LISTEN | Irwin Cotler on the rise of antisemitism:

The House9:05Irwin Cotler on the rise of antisemitism

In the two years since the Hamas-led October 7 attacks on Israel that triggered the war in Gaza, incidents of antisemitism have risen dramatically around the world. What has to happen to stop it? Human rights lawyer and former justice minister Irwin Cotler joins Catherine Cullen to talk about the rise of antisemitism in Canada and how to address it. 

“I think we’ve learned only too painfully and too well historically that while it begins with Jews, it doesn’t end with Jews,” Cotler said.

According to Statistics Canada, there were 920 police-reported hate crimes against Jewish people in 2024 — a number that exceeds the total of all hate crimes targeting other religious groups that year and represents a large jump from 527 reports in 2022.

Alongside implementing a coordinated action plan, Cotler said Canada can’t continue to have “pro-Hamas” demonstrations in the streets, which he differentiated from pro-Palestinian demonstrations. 

“We have to combat this explosion of hate, and I don’t use that term lightly, but these are wake-up calls, and we don’t want to see a situation in Canada where we’re going to be seeing Manchesters in Montreal,” Cotler said.

Feds working to protect places of worship

Last month, Justice Minister Sean Fraser tabled new legislation introducing four Criminal Code offences, including one that would make it a crime to intentionally promote hatred against identifiable groups in public using certain hate- or terrorism-related symbols.

If passed, the Combatting Hate Act would target symbols used during the Holocaust, such as the swastika and SS lightning bolts, or associated with the government’s list of terrorist entities, which includes the Proud Boys, Hamas and Iran’s Islamic Revolutionary Guard Corps.

A man in a suit carrying a folder walks by a series of flags.
Minister of Justice and Attorney General of Canada Sean Fraser arrives for a news conference on a new bill aimed to address hate crimes, on Parliament Hill in Ottawa, on Friday, Sept. 19. (Justin Tang/The Canadian Press)

It would, for instance, make it a crime to promote hatred against Jewish people using Hamas flags or swastika signs outside a synagogue.

The bill would also make hate-motivated crime a specific offence and crack down on willfully intimidating and obstructing people outside places of worship and other sensitive institutions.

Some organizations like the Canadian Civil Liberties Association, have raised concerns over whether the bill could be used to infringe on the right to peaceful protest and take issue with the use of the Criminal Code.

In August, Liberal MP Anthony Housefather and 31 of his caucus colleagues issued a statement condemning a “deplorable rise of antisemitism in Canada” and called Canadians to stand up against hatred toward Jewish communities.
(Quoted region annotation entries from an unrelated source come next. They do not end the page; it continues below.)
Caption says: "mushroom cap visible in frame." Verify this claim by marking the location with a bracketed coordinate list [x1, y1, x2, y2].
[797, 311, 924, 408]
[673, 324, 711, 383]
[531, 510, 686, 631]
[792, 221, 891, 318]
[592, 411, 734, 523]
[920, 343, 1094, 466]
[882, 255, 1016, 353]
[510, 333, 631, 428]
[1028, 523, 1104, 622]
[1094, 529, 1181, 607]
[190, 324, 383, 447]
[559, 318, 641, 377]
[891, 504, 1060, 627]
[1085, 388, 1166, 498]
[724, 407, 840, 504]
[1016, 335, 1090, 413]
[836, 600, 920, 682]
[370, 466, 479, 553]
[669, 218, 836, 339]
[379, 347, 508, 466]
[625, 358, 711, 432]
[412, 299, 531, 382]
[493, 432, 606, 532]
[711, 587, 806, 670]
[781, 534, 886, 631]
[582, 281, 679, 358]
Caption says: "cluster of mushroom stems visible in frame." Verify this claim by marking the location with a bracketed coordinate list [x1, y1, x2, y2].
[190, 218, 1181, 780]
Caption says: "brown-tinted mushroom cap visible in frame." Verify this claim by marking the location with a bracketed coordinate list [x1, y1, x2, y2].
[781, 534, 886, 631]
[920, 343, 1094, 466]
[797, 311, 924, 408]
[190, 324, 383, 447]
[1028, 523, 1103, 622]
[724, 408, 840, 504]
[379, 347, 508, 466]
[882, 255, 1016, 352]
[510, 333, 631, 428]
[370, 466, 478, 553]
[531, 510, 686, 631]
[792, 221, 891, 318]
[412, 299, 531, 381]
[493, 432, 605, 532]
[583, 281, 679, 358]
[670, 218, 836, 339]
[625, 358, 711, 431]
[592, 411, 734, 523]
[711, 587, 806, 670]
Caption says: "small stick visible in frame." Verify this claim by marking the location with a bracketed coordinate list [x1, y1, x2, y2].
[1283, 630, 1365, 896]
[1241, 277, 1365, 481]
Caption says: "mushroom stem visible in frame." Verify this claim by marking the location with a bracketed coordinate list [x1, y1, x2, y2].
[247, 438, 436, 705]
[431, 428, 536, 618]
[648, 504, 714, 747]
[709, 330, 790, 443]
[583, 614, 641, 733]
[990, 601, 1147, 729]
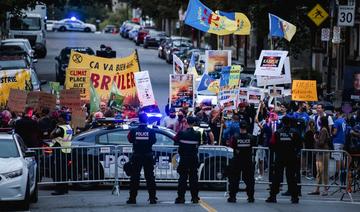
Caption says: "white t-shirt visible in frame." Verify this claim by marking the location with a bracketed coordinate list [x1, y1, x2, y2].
[314, 113, 334, 131]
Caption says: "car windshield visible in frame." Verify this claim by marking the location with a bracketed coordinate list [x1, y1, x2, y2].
[0, 139, 20, 158]
[10, 17, 41, 31]
[0, 57, 28, 70]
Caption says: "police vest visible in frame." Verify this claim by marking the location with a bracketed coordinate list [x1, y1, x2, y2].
[52, 125, 73, 154]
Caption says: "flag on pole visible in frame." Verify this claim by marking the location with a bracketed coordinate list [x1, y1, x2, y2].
[185, 0, 237, 35]
[187, 53, 199, 79]
[218, 11, 251, 35]
[198, 74, 214, 91]
[90, 81, 100, 113]
[269, 13, 296, 42]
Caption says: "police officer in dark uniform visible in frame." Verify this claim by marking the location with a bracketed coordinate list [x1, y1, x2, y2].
[266, 116, 301, 203]
[175, 116, 201, 204]
[126, 112, 157, 204]
[228, 121, 255, 203]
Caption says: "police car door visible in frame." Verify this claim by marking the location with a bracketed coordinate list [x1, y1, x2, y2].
[96, 129, 132, 179]
[153, 130, 179, 180]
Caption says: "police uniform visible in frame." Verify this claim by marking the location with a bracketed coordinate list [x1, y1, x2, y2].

The statement was posted to social media by Housefather just days after a Jewish woman was stabbed in broad daylight at an Ottawa grocery store. Police have said they consider the incident a “hate-motivated crime.”

Man walking
Liberal MP Anthony Housefather at Ottawa’s National Press Theatre in May 2024. The MP and 31 of his caucus colleagues have issued a statement condemning the rise of antisemitism in Canada. (Spencer Colby/The Canadian Press)

In their statement, the Liberals said “from attacks on synagogues, Jewish schools and monuments, Jewish-owned businesses, Jewish community organizations and lately individual Jews themselves, antisemitism is becoming normalized.”

The MPs also said the “spreading hate is a call to action for all Canadians, all levels of government, law enforcement, schools, public institutions and places of work.”

Signatories of the letter included Artificial Intelligence Minister Evan Solomon, Environment Minister Julie Dabrusin, Crown-Indigenous Relations Minister Rebecca Alty, Secretary of State (Children and Youth) Anna Gainey and Rachel Bendayan, parliamentary secretary to Prime Minister Mark Carney.